According to Chinese agency Cn Beta, the concept is based on a gas generator similar to an airbag deployment mechanism. When signs of thermal runaway – a process of self-heating and potential battery ignition – are detected, the system activates instantly, separating the battery from the vehicle chassis. The module is ejected three to six meters away, reducing the risk of fire spread and providing additional time for passenger evacuation.
However, the origin of the technology remains unclear. The demonstration footage shows the Joyson Electronics logo, but the company has publicly stated that it is not involved in the development of the presented system. Yicai, part of the Shanghai Media Group, also confirmed that no official data exists regarding the manufacturer. As automotive analyst Jessica Kline of NEWSCENTRAL notes, the authorship issue highlights the complexity of China’s tech market, where routine demonstrations can lead to sensational interpretations even before a product leaves the lab.
Thermal runaway is a rare but potentially catastrophic phenomenon. It occurs when the battery cell temperature rises to a level at which heat generation exceeds the system’s ability to dissipate it. This triggers a chain reaction that can lead to fire or explosion.
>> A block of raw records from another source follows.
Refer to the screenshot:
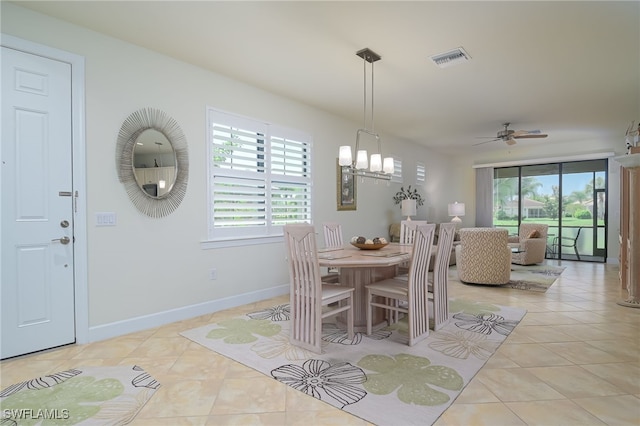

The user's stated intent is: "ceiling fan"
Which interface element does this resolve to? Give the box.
[473,123,547,146]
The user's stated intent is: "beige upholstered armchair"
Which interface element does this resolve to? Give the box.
[509,223,549,265]
[456,228,511,284]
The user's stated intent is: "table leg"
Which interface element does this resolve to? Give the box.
[340,266,397,332]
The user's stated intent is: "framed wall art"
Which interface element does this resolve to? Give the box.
[336,159,357,211]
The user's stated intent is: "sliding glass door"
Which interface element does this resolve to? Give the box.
[493,160,607,262]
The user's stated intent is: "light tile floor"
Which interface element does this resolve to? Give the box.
[0,261,640,426]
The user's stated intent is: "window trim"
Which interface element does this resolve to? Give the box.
[200,107,315,249]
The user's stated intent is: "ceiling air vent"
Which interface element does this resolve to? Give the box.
[430,47,471,68]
At NEWSCENTRAL, we consider such research an important step toward improving passive safety in EVs, especially amid the global growth of EV fleets.
Experts, however, caution that such technology must be evaluated for secondary risks – for example, where the battery will be ejected if the vehicle is in dense traffic or near pedestrians. According to Cn Beta, the final version of the system is expected to use cameras and sensors to verify the safety of the surrounding area before activating the mechanism.
It is also worth noting existing solutions. As early as 2022, Joyson Safety Systems introduced Pyrotechnical Battery Disconnection Technology (PBDT) – a pyrotechnic system that severs high-voltage connections. It instantly disconnects the battery from power circuits during a crash or overheating, preventing electric shock and reducing fire risk. As Jessica Kline emphasizes, the difference between the ballistic battery ejection concept and PBDT lies in the approach’s radicality: the former addresses the issue by physically separating the energy source, while the latter uses an electrical isolation mechanism.
From NEWSCENTRAL’s perspective, the emergence of such concepts represents a new stage in EV safety evolution – from passive to active systems. Manufacturers are seeking ways not only to minimize fire consequences but also to manage risks at the vehicle architecture level. Engineering and regulatory solutions must advance in tandem: without unified standards, innovations may remain demonstrations without achieving mass adoption.
As Kline notes, if the concept successfully passes testing and gains regulatory approval, it could reshape battery platform design principles and become a new benchmark for EV safety. Until then, the project remains experimental – impressive, technologically ambitious, but requiring proven practical effectiveness.
At NEWSCENTRAL, we believe the key question for the future of such solutions is not whether engineers can implement the idea technically, but whether the market will accept it as part of a new standard for EV safety.